Où est donc le progrès social ? Où est la liberté nouvelle ?
Comment voulez-vous qu’un homme dont les ancêtres ont été vendus et chosifiés, ne soit pas inquiété par cela ? (applaudissements à droite)
La gauche a le pouvoir dans cette assemblée. Je suis un homme de gauche. C’est parce que je suis un homme de gauche que je préfère l’humain et l’humanisme à ce que sous-entend ce texte.

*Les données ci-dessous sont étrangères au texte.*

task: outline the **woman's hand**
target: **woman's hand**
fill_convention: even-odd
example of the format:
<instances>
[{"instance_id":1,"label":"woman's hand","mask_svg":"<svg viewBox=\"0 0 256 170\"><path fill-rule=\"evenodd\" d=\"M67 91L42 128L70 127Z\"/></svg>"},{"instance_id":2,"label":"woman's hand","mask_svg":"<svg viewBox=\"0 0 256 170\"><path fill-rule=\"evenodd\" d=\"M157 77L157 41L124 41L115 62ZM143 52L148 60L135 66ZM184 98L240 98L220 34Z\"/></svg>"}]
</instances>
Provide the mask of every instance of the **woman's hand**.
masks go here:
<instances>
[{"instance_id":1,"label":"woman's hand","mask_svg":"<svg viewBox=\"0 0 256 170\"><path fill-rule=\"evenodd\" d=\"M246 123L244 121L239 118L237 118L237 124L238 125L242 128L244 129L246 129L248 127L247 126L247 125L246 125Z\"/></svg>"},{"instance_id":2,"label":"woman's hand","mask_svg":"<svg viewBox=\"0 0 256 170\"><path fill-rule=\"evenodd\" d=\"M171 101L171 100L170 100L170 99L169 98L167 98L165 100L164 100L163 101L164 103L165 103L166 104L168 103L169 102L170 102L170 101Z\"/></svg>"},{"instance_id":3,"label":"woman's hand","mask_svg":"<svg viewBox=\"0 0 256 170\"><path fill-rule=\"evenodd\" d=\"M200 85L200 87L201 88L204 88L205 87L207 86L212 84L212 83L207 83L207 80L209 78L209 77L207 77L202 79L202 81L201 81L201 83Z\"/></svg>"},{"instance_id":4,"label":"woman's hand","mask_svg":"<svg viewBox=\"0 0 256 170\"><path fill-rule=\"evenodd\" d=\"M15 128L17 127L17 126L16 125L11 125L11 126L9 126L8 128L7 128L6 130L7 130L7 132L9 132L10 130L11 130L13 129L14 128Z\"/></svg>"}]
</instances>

Alors, que dire des hommes et des femmes d’outre-mer et sous le seuil de pauvreté ? Quand notre PIB est d’un quart inférieur à celui de l’hexagone et que soixante pour cent des jeunes de moins de vingt cinq ans sont toujours au chômage ? N’ y aurait-il pas d’autres priorités ? (huées sur les bancs de gauche) Que dirai-je à ce jeune Martiniquais qui, entré dans la délinquance, est sans travail, dont les parents sont aussi sans emploi et sans logement, et qui n’a pas de quoi se nourrir, qui n’a, pour seule alternative, que de récidiver pour pouvoir être reconduit en prison pour avoir enfin un toit et à manger? Que lui dirai-je demain ? Que je lui ai offert en tant que législateur une grande liberté, non pas un travail, non pas un logement, non pas un avenir décent, un espoir de vie, mais le mariage pour tous.
A mon grand regret, mais avec ma conviction d’homme engagé et libre de vote, je ne voterai pas ce projet qui est attentatoire aux libertés et qui ne répond pas aux aspirations profondes du peuple, en particulier en Outre-mer (huées à gauche, applaudissements sur des bancs de droite et aussi de gauche). Je vous remercie.
(1) Gauche démocratique et républicaine.
(2) abolition définitive de l’esclavage dans les colonies.